Today, the New York Times posted a lengthy piece on how the tech scene is changing Seattle, touching on all the critical points that we live with every day — rising housing costs, traffic woes and a loss of diversity.

The Times piece directly compares Seattle’s boom and changes to that of our lovely overpriced neighbor to the south, San Francisco.

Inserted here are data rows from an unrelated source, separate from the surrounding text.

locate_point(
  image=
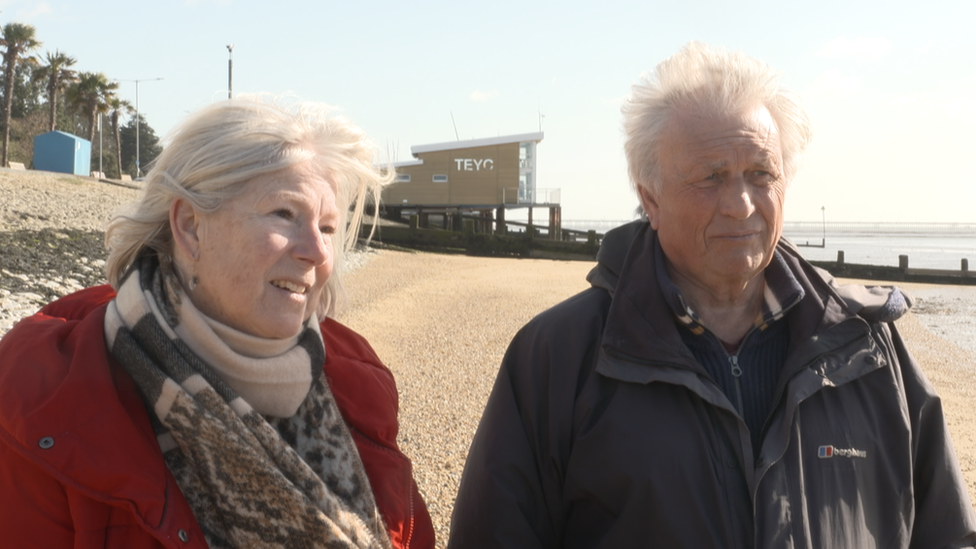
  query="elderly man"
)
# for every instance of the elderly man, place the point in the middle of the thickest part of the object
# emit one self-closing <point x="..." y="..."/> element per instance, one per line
<point x="712" y="389"/>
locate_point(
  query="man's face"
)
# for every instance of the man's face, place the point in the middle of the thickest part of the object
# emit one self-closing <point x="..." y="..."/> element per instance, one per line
<point x="719" y="207"/>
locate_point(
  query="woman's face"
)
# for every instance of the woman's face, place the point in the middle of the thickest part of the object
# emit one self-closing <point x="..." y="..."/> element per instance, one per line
<point x="265" y="255"/>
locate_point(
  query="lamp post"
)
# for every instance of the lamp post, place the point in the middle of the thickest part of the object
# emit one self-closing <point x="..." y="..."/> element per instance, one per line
<point x="823" y="214"/>
<point x="230" y="71"/>
<point x="138" y="169"/>
<point x="100" y="147"/>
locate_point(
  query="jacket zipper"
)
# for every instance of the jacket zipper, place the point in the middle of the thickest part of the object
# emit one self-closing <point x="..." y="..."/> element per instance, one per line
<point x="736" y="374"/>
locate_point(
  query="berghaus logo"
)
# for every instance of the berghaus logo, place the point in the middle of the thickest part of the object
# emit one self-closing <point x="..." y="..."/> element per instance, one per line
<point x="827" y="452"/>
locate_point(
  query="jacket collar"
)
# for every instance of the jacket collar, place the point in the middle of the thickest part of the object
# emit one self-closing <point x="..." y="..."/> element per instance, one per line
<point x="640" y="333"/>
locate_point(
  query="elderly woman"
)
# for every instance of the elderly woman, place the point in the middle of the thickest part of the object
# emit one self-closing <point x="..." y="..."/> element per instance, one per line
<point x="210" y="400"/>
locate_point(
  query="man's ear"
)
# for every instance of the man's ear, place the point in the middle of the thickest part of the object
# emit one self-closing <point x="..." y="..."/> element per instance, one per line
<point x="184" y="223"/>
<point x="649" y="203"/>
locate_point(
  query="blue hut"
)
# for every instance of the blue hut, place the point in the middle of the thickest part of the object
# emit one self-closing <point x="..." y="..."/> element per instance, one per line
<point x="62" y="152"/>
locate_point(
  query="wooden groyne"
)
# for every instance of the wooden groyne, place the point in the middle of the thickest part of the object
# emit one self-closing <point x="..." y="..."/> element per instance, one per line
<point x="901" y="273"/>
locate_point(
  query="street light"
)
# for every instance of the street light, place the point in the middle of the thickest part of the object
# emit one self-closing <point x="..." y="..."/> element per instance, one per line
<point x="230" y="71"/>
<point x="138" y="169"/>
<point x="823" y="214"/>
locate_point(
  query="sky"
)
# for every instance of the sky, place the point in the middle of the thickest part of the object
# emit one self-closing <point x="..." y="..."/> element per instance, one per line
<point x="889" y="85"/>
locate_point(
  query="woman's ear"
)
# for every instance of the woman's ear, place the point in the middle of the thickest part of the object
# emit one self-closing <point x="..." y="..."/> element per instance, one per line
<point x="184" y="223"/>
<point x="650" y="205"/>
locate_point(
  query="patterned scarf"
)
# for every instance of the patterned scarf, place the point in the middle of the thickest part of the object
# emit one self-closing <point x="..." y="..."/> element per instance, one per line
<point x="251" y="480"/>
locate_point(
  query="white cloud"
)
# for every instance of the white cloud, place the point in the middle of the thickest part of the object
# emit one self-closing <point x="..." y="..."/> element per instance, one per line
<point x="860" y="48"/>
<point x="480" y="96"/>
<point x="833" y="83"/>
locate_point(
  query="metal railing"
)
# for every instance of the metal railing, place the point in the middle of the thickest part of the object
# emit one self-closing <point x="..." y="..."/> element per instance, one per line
<point x="513" y="195"/>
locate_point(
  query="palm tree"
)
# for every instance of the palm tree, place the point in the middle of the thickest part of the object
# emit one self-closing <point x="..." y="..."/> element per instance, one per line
<point x="118" y="108"/>
<point x="17" y="40"/>
<point x="90" y="95"/>
<point x="57" y="76"/>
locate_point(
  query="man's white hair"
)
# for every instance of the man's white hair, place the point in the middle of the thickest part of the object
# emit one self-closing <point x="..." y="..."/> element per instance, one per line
<point x="706" y="79"/>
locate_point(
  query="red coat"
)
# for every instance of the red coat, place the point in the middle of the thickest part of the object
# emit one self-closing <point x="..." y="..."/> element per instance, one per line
<point x="80" y="466"/>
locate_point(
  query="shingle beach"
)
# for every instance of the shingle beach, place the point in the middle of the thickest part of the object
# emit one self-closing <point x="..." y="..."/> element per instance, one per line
<point x="440" y="322"/>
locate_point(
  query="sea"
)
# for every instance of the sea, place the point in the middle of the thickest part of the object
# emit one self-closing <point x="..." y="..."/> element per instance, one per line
<point x="948" y="311"/>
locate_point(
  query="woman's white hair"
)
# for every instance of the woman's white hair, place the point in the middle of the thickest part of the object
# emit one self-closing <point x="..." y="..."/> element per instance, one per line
<point x="707" y="79"/>
<point x="211" y="154"/>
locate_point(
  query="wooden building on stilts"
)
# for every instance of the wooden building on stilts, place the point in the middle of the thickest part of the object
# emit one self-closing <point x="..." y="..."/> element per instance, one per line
<point x="477" y="179"/>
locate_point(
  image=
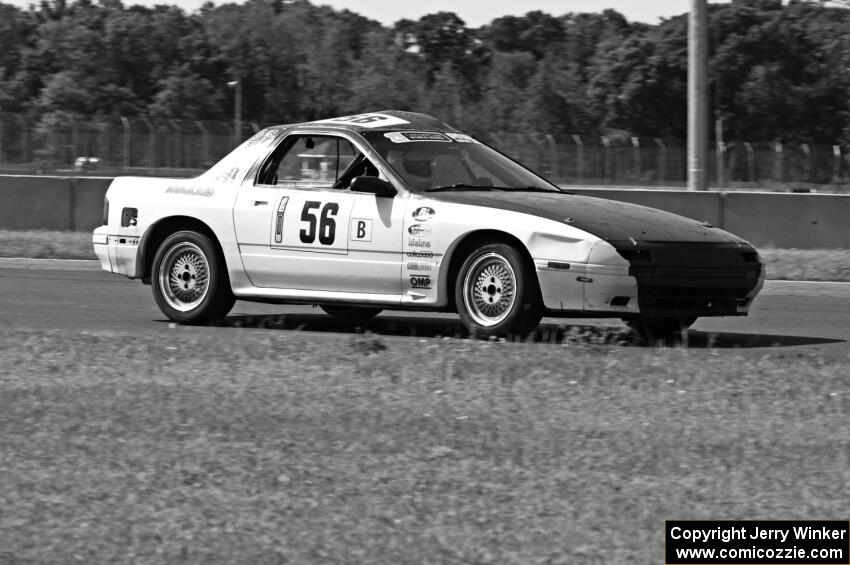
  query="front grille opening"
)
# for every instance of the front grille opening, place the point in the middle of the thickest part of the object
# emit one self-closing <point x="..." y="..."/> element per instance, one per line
<point x="635" y="254"/>
<point x="689" y="299"/>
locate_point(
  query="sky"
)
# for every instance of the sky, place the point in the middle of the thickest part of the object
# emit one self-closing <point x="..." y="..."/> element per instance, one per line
<point x="474" y="12"/>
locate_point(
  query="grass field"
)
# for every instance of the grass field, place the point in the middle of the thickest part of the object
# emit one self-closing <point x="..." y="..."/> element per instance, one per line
<point x="272" y="448"/>
<point x="781" y="264"/>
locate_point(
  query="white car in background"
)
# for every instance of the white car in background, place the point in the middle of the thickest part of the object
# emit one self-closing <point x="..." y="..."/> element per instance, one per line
<point x="399" y="211"/>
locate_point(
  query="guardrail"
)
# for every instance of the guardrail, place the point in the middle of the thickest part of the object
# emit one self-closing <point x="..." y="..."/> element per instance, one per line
<point x="767" y="219"/>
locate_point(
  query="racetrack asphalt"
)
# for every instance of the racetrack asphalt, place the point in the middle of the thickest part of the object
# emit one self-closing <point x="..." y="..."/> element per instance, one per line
<point x="67" y="295"/>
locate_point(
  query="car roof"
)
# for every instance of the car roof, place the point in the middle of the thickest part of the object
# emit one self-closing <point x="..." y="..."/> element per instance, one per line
<point x="381" y="121"/>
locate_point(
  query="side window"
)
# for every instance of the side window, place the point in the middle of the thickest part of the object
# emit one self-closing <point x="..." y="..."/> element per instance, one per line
<point x="315" y="161"/>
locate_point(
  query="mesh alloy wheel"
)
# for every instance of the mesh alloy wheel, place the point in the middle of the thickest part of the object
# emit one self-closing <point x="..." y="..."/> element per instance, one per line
<point x="190" y="280"/>
<point x="184" y="276"/>
<point x="489" y="289"/>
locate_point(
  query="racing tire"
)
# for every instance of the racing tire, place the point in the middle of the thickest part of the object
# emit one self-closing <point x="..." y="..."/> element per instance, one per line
<point x="496" y="292"/>
<point x="660" y="329"/>
<point x="189" y="279"/>
<point x="351" y="313"/>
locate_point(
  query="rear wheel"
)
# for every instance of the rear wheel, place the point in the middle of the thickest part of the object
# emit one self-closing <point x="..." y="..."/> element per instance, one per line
<point x="656" y="329"/>
<point x="351" y="313"/>
<point x="495" y="292"/>
<point x="189" y="279"/>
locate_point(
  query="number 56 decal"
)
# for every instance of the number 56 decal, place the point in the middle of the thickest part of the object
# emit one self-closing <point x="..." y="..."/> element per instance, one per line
<point x="310" y="225"/>
<point x="326" y="222"/>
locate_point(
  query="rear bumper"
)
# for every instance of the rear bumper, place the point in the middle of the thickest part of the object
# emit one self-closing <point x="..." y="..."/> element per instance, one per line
<point x="117" y="253"/>
<point x="100" y="240"/>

“For years, business leaders here have closely studied the San Francisco region, seeking to emulate the way it churns out so many leading technology companies,” the Times writes. “But now, leaders in Seattle are looking to the Bay Area as a different sort of model: a cautionary tale.”

The tech boom, of course, is being largely attributed to our growth — the number of tech jobs in King County at about 138,000 this year, compared to 88,000 a decade ago, according to stats the Times received from research firm Community Attributes and the Washington Technology Industry Association.

And, of course, they also point out the Amazon effect again.

Photo via Zumper
Photo via Zumper

As the average one bedroom apartment in San Fran is now going for “more than $3,500 a month,” according to Zumper, with Seattle the No. 10 market at $1,650 comparatively, the piece addresses more issues a vibrant city needs to worry about, such as pricing out middle-class workers and creatives.

They also point out that Mayor Ed Murray “has set a goal of creating 50,000 homes — 40 percent of them affordable for low-income residents — over the next decade.”

That still doesn’t help out those in the middle, especially when most new apartments are built for high-income residents, many of whom in tech get perks and special consideration, even though optimism about our housing market actually fell this fall as people fear a tech bubble burst is not far off, according to Zillow.

Photo by Molly Brown/Signs like these are becoming more common sites in neighborhoods like Ballard
Photo by Molly Brown/Signs like these are becoming more common sites in neighborhoods like Ballard

“Seattle has wanted to be San Francisco for so long,” Seattle Magazine columnist and local writer Knute Berger, who writes often on Seattle’s growth, told the Times. “Now it’s figuring out maybe that it isn’t what we want to be.”

The article also looks into other cities grappling with tech-industry growing pains, like Portland, Ore., Boulder, Colo., and Austin, Texas.

In perhaps the best quote of the article, Austin-based marketing exec Matt Ott, who started Black Fret, a charity that gives grants to musicians there so they can afford to stay in the city known as the “Live Music Capital of the World,” left the Bay Area “because it got so expensive.”

“It got really tiring to have wealth and consumption be the topic of the day,” he told the Times. “I think that is a real danger here.”

Can Seattle hold out against becoming another San Francisco?